Greetings again from the darkness. The opening credits are still rolling when we hear the very familiar chords and vocal growls that kick off ZZ Top’s mega-hit “La Grange”. Director and music documentarian Sam Dunn delivers quite a celebratory tribute to this ‘little ol’ band’, and it’s likely that even their biggest fans will learn something new.
We first see the three band members as they drive a classic convertible right up to the front door of the historic Gruene Hall. Their subsequent jam session inside the rustic dance hall acts as a framing device throughout the film – proving they’ve still got “it”. Director Dunn introduces us to each band member separately in the beginning. Dusty Hill walks us through his man-cave and explains his appreciation of Elvis both today and as a kid growing up in Dallas, and recalls playing with his brother’s band The Warlocks. Frank Beard reminisces about playing regular gigs in Ft Worth and meeting up with Dusty first, and later with Billy. Billy Gibbons takes us through his early years in Houston, having some success with his band Moving Sidewalks, and opening for the Jimi Hendrix Experience.
The film moves takes a traditional timeline approach, but there is really nothing conventional about this band. Superfan Billy Bob Thornton describes ZZ Top as “unique and eccentric”, and other admiring interviews include Steve Miller and Josh Homme. Discussed throughout is the “mystique” of the band, which apparently stems from their spurning of Los Angeles and New York, while choosing instead to blend Texas with Nashville. In the early days, many critics and music executives tried to label them a blues band, but Mr. Gibbons said it best when he stated they were “interpreters of the blues.”
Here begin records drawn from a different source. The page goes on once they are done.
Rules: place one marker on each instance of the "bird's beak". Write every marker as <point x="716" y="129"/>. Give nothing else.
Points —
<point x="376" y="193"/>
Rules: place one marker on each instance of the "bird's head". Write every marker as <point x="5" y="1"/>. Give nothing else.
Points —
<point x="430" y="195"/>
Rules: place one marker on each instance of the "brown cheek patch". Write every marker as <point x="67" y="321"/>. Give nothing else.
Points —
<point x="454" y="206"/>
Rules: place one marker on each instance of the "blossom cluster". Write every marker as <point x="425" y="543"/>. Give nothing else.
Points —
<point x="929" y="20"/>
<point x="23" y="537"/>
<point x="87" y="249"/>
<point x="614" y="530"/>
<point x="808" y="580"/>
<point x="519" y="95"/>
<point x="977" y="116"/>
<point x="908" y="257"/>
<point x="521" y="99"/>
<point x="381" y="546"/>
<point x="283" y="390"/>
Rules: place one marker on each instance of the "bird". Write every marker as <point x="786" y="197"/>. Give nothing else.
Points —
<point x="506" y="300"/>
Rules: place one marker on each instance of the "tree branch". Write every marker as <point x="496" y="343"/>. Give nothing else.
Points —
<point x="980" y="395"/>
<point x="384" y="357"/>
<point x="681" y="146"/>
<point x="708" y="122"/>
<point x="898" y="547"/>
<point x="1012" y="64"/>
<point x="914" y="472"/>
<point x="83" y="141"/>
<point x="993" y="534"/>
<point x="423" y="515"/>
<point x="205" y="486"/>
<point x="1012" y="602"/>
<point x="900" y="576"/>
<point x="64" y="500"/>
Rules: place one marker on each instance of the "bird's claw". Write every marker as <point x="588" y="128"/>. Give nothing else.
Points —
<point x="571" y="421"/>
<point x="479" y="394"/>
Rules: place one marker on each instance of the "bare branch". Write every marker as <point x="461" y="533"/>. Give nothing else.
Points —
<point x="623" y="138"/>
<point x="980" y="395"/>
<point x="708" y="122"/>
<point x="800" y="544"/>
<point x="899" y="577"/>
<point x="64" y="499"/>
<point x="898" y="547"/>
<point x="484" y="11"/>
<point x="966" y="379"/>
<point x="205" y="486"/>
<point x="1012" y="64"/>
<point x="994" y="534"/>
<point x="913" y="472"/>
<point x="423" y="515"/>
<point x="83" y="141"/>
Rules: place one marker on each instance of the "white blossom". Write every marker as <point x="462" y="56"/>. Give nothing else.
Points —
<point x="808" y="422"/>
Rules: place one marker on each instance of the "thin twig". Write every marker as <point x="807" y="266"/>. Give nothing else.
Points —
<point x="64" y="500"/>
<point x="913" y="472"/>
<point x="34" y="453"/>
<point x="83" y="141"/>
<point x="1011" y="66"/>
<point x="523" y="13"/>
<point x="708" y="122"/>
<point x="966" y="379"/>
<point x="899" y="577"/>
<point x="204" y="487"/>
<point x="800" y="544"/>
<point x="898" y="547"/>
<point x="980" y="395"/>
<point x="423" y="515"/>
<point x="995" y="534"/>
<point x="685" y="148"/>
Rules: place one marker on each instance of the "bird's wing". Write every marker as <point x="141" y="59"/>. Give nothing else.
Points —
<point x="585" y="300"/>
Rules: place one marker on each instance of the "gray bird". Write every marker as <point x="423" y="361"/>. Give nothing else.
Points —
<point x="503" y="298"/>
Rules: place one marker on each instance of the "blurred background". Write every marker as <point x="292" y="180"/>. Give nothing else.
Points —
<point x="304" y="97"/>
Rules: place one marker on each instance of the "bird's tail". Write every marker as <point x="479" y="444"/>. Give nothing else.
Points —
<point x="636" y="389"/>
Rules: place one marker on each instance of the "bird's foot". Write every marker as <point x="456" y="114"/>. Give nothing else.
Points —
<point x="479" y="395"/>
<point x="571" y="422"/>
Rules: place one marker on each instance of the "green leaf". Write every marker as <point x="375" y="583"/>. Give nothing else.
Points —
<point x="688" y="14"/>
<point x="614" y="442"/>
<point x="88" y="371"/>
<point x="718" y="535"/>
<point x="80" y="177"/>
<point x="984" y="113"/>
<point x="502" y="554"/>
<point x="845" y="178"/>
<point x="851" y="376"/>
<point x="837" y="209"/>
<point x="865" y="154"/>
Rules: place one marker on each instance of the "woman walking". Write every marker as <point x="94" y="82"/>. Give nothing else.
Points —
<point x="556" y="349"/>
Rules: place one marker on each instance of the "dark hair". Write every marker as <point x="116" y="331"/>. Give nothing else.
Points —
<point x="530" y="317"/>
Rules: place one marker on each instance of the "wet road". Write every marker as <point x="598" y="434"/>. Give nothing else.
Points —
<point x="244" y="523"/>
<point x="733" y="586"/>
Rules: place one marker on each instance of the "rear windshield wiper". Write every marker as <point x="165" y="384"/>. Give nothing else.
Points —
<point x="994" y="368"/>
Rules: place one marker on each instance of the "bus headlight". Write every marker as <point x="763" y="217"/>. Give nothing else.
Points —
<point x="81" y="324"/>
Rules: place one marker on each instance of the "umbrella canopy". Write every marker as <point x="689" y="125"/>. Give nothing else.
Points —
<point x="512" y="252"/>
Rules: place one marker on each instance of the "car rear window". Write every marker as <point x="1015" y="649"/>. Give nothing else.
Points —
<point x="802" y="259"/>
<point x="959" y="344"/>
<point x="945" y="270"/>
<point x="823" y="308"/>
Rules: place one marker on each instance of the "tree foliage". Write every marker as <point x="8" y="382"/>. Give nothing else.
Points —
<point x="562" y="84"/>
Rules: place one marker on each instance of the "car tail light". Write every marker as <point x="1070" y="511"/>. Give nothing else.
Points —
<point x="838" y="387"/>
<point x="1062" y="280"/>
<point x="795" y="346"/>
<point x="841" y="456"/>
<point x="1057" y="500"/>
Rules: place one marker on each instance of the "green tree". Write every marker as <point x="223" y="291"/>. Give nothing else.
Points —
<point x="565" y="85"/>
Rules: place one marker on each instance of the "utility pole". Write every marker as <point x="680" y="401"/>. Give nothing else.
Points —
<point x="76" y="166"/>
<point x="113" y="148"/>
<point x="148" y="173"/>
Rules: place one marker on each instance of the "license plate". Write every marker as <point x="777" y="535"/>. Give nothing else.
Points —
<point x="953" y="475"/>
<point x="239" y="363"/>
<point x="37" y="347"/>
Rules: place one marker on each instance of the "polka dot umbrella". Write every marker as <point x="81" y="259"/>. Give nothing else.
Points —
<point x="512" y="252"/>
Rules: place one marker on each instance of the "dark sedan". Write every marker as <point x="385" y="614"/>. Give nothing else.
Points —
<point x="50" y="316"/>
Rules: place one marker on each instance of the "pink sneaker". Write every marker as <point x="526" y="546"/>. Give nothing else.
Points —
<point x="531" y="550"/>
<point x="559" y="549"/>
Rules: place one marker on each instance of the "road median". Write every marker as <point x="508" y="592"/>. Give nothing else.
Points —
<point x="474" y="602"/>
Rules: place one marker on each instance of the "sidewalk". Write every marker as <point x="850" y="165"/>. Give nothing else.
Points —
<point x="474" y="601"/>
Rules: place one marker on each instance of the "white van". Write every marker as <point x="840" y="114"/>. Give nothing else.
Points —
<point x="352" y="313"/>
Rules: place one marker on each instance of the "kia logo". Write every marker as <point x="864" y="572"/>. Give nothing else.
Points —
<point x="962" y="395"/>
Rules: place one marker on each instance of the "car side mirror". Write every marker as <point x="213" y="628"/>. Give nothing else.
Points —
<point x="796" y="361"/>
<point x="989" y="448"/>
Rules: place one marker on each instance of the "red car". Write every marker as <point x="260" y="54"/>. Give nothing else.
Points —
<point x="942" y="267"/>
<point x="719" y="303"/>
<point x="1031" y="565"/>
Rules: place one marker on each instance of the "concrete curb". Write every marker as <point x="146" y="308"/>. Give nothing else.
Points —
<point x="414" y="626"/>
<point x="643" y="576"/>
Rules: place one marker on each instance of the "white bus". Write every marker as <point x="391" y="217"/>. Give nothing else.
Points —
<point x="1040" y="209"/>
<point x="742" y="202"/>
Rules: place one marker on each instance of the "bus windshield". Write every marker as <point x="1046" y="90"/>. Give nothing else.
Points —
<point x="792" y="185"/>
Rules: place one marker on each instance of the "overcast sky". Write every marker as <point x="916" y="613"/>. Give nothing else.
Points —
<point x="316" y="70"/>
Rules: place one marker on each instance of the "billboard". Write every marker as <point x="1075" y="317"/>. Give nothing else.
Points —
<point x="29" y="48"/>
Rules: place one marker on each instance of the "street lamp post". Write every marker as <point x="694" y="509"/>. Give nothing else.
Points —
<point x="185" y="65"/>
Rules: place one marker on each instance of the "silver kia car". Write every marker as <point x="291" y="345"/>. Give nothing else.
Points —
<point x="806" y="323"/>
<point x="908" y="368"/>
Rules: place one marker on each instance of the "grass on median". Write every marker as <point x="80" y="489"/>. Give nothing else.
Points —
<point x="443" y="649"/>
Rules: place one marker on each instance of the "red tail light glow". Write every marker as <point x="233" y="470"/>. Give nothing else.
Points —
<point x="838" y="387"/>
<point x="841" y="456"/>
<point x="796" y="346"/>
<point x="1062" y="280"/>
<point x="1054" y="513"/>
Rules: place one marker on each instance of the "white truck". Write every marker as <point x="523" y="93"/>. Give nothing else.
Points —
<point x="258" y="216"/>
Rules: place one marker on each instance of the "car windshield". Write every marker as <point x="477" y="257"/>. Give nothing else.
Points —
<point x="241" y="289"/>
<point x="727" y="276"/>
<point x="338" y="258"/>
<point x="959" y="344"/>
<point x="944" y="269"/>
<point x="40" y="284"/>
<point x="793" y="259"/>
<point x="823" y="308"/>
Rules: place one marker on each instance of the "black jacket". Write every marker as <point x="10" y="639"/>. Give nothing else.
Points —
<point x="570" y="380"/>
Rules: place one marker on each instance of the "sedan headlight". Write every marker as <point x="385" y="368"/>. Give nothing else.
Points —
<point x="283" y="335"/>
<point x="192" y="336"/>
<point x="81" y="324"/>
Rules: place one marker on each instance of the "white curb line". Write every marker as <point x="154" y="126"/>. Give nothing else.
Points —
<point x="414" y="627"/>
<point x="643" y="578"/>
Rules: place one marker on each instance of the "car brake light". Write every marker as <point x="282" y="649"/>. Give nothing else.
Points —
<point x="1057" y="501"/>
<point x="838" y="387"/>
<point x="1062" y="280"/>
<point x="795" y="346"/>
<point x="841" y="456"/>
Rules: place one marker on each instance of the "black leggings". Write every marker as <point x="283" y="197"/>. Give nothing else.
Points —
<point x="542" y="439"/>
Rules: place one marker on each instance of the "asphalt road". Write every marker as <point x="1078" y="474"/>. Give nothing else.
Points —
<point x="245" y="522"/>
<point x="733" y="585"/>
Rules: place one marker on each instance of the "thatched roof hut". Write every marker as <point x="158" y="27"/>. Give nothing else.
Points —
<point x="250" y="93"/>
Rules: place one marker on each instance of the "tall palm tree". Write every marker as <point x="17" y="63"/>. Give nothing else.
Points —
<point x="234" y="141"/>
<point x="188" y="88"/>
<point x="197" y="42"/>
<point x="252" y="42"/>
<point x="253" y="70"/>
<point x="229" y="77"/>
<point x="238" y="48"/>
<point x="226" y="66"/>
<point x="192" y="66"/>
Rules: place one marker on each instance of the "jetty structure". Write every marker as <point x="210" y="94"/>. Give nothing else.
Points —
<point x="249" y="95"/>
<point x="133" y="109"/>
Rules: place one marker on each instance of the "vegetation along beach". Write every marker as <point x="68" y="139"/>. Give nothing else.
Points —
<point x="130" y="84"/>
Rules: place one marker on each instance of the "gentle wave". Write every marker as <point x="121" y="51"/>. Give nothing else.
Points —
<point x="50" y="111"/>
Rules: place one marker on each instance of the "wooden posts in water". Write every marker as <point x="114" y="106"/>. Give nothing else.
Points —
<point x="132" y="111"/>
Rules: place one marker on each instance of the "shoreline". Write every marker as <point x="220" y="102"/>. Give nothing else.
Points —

Director Dunn utilizes some animated sequences to fill in bits of the historical timeline, and that technique proves quite fitting when the band’s music videos for MTV are described as presenting the band members as ‘cartoon’ characters surrounded by cool cars and beautiful girls. The influences of their manager Bill Hamm, and video director Tim Newman are noted, which goes to the underlying theme here. These 3 guys, despite incredible career success, remain quite grounded and humble.
It’s been more than 40 years since I first saw ZZ Top in concert, yet I learned more about the band and these men during this film than over all these years. The origin of the band name and their commitment to experimenting with music and sound and stage shows are all details that stand out. It’s said, “No one else looked like them. No one else sounded like them.” The iconic beards were originally grown as disguises, but soon became trademarks … although, ironically, drummer Frank Beard is the one without a beard! ZZ Top has played halftime of a Super Bowl and been inducted to the Rock n Roll Hall of Fame, but having these guys tell their own stories confirms they realize how fortunate they are to have played with guys they want to play with for so long (they are the longest surviving rock lineup) … this little ol’ band has “legs”.